Après le deuxième alinéa de l’article 20-10 de l’ordonnance n° 45-174 du 2 février 1945 précité, il est inséré un alinéa ainsi rédigé :

« La juridiction de jugement peut également astreindre le condamné âgé de plus de seize ans, dans les conditions de l’article 132-43 du code pénal, à l’obligation d’accomplir un contrat de service en établissement d’insertion de la défense prévu par les articles L. 130-1 à L. 130-5 du code du service national ; le non respect de cette obligation peut entraîner la révocation du sursis avec mise à l’épreuve et l’exécution de la peine d’emprisonnement. L’obligation d’accomplir un contrat de service en établissement d’insertion de la défense ne peut être prononcée contre le prévenu qui la refuse ou qui n’est pas présent à l’audience.
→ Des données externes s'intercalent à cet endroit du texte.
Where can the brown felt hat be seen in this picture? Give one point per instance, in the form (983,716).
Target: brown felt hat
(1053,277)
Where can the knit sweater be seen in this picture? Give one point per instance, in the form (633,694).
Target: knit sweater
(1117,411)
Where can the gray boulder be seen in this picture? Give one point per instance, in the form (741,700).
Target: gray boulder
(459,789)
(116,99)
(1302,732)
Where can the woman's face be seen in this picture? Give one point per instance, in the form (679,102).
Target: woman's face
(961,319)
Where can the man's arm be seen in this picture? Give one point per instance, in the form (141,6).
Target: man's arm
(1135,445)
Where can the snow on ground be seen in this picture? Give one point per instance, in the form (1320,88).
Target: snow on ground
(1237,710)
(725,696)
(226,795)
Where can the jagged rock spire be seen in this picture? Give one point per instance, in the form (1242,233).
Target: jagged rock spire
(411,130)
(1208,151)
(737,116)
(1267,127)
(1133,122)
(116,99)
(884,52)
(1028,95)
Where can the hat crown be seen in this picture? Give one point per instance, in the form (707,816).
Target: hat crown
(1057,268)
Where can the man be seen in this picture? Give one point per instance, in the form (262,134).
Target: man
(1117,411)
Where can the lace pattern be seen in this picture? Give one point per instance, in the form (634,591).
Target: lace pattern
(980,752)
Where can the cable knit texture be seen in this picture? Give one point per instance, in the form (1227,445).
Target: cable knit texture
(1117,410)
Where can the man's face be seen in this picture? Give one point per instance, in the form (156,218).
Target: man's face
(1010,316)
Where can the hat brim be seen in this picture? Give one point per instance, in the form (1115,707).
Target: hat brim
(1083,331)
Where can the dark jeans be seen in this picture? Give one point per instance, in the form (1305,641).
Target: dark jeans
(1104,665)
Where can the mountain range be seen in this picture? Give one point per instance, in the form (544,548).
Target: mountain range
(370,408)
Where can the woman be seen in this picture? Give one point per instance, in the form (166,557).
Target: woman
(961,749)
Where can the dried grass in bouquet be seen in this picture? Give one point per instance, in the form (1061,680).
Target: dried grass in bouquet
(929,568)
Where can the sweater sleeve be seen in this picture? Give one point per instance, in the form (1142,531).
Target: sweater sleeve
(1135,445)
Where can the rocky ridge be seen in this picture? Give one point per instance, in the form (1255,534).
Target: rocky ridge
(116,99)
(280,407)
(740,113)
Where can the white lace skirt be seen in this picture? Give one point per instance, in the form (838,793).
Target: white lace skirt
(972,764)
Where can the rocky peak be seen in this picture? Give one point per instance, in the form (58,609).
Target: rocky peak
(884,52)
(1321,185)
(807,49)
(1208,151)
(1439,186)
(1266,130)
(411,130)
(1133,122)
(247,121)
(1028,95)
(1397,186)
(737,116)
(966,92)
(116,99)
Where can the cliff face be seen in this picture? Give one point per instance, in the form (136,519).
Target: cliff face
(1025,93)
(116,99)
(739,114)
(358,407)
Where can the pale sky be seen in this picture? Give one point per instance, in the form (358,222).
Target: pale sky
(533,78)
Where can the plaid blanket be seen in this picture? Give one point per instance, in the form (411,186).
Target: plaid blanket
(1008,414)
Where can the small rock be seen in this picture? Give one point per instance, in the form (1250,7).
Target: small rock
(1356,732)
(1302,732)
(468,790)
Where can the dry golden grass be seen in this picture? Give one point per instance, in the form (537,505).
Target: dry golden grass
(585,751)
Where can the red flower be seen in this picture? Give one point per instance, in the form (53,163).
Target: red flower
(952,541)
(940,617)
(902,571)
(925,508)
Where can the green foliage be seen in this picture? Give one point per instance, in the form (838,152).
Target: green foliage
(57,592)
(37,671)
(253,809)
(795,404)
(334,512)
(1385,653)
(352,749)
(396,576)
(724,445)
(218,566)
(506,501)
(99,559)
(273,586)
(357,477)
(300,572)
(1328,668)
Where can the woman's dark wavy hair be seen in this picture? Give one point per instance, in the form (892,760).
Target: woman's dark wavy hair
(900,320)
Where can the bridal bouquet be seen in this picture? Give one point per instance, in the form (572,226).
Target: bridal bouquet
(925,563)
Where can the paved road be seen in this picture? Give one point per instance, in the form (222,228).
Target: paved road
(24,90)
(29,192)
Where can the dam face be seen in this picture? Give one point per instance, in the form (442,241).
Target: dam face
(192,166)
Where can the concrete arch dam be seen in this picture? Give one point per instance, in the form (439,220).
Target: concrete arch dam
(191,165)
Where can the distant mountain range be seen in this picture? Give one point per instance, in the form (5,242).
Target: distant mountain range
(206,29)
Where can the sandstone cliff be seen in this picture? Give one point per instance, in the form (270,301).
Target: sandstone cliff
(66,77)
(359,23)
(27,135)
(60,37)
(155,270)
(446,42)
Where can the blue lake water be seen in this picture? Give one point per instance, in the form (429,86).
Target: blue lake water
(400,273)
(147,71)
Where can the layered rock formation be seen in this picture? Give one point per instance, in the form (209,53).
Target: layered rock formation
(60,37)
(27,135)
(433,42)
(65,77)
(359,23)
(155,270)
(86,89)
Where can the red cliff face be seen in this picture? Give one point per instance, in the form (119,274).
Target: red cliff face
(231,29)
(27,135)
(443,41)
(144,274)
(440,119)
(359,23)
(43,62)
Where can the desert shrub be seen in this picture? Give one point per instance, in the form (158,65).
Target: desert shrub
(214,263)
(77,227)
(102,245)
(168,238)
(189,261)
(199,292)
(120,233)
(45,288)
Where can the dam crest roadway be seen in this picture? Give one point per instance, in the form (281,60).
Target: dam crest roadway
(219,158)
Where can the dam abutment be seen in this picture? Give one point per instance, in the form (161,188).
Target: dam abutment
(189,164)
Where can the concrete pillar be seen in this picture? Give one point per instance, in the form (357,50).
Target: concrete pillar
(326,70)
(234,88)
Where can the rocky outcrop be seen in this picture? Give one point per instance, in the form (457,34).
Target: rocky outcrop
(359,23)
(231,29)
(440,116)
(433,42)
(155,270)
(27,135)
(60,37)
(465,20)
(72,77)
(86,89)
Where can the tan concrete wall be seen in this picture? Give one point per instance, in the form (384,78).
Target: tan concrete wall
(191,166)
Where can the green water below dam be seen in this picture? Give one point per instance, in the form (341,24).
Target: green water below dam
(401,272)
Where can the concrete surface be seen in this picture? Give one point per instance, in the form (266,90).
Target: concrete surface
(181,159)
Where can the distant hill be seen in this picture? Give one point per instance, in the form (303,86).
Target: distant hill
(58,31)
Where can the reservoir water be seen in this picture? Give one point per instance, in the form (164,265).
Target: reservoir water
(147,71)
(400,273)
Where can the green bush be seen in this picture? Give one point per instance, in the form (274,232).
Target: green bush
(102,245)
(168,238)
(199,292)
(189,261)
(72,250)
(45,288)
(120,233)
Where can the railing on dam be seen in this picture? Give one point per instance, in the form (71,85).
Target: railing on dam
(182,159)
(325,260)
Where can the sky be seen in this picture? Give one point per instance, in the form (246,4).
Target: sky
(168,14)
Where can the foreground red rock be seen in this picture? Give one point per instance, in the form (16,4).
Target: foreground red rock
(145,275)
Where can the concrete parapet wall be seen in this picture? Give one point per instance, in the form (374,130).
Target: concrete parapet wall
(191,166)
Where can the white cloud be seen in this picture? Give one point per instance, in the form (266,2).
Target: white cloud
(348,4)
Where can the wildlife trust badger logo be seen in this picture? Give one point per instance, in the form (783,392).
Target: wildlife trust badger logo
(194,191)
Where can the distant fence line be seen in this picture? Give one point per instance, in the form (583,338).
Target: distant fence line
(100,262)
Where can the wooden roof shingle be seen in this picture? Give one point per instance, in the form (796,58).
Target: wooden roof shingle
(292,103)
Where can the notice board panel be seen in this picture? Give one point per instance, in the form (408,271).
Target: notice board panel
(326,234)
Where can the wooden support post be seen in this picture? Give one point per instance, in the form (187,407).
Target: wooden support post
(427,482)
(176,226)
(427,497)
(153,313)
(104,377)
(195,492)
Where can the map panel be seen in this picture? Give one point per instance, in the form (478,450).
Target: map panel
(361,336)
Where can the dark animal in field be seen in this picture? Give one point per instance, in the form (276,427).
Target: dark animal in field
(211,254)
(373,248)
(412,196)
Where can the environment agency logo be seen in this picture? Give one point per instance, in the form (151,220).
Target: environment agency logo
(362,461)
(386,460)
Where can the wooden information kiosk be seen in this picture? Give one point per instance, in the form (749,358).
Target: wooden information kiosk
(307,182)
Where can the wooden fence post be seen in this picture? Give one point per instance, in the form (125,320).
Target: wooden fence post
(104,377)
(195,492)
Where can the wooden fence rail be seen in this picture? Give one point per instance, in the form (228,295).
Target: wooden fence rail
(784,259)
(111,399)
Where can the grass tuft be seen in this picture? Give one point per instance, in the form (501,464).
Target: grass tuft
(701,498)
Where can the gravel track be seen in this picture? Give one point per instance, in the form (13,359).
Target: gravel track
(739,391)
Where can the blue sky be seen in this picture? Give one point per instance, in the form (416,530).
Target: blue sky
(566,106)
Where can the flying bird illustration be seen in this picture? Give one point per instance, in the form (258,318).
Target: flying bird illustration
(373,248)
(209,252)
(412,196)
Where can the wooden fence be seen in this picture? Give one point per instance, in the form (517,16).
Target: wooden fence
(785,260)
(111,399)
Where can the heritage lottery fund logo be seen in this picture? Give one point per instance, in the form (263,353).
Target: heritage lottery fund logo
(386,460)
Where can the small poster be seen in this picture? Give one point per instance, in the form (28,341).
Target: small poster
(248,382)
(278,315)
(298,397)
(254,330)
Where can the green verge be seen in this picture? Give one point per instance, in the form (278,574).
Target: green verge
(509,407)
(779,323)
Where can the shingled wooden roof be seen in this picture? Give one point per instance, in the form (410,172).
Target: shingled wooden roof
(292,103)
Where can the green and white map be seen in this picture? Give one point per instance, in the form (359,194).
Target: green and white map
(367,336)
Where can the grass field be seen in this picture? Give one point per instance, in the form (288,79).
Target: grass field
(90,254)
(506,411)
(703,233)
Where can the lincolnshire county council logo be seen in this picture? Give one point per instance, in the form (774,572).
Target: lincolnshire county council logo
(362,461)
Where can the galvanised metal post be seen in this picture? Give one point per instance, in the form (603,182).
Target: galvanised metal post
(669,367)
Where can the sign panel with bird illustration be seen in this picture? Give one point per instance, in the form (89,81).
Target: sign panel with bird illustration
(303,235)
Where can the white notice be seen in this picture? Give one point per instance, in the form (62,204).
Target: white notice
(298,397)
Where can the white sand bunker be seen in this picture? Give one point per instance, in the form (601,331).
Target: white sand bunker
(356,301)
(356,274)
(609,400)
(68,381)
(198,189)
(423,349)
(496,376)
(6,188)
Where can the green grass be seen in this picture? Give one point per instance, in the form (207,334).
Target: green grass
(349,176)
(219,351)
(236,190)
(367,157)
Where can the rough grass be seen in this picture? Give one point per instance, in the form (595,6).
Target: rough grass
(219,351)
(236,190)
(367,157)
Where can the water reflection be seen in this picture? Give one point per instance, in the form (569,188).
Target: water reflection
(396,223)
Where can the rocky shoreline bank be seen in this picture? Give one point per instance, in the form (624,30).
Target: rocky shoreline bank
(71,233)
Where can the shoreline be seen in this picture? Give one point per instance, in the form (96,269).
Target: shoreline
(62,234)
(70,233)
Le président du tribunal, avant le prononcé du jugement, informe le prévenu de son droit de refuser l’accomplissement d’un contrat de service en établissement d’insertion de la défense et reçoit sa réponse. »

Article 4

Le chapitre III du titre II du livre Ier du code du service national est complété par un article L. 130-5 ainsi rédigé : 

« Art. L. 130-5. – I. – Lorsqu’il est accompli dans les conditions prévues par les articles 7-2, 20-7 ou 20-10 de l’ordonnance n° 45-174 du 2 février 1945 relative à l’enfance délinquante, le contrat de volontariat pour l’insertion est dénommé contrat de service en établissement d’insertion de la défense.

« Le magistrat ou la juridiction qui prescrit l’accomplissement d’un contrat de service en établissement d’insertion de la défense en fixe la durée qui ne peut être inférieure à quatre mois ni supérieure à six mois.

« Toutefois, le mineur peut, à sa demande et sur avis favorable de l’établissement d’accueil, prolonger la durée de son contrat dans les conditions prévues à l’article L. 130-2 du code de service national.

« II. – L’accord du mineur et des titulaires de l’exercice de l’autorité parentale est recueilli en présence d’un avocat choisi ou désigné conformément au second alinéa de l’article 4-1 de l’ordonnance n° 45-174 du 2 février 1945. Le magistrat ou la juridiction qui prescrit l’exécution d’un contrat de service en établissement d’insertion de la défense valide le contenu du projet sur proposition de la protection judiciaire de la jeunesse, au regard de son caractère formateur.

« III. – Le contrat de service en établissement d’insertion de la défense ouvre droit à un pécule remis au terme de celui-ci. »

Article 5

I. – Les charges qui pourraient résulter pour l’État de l’application de la présente loi sont compensées, à due concurrence, par la création d’une taxe additionnelle aux droits visés aux articles 575 et 575 A du code général des impôts.

II. – Les charges qui pourraient résulter de l’application de la présente loi pour les collectivités territoriales sont compensées à due concurrence par un relèvement de la dotation globale de fonctionnement, et corrélativement pour l’État par la création d’une taxe additionnelle aux droits prévus aux articles 575 et 575 A du code général des impôts.

1 () « Prévenir la délinquance des jeunes : Un enjeu pour demain » – Rapport d’étape 18 février 2010 – Jean-Yves Ruetsch.

« Rapport de la Commission d’enquête sur la délinquance des mineurs » du Sénat présidée par Jean-Pierre Schosteck.

Avis du Conseil national des villes sur la mise en oeuvre de la loi « Prévention de la délinquance » mars 2009.

2 () Rapport en conclusion de la mission sur l’exécution des peines confiée par le Président de la République à Éric Ciotti, député des Alpes-Maritimes le 7 juin 2011.

3 () Sondage Ifop paru le 10 juin 2011 pour le magazine La lettre de l’opinion – réalisé du 7 au 9 auprès de 1 013 personnes représentatives de la population française âgée de 18 ans et plus.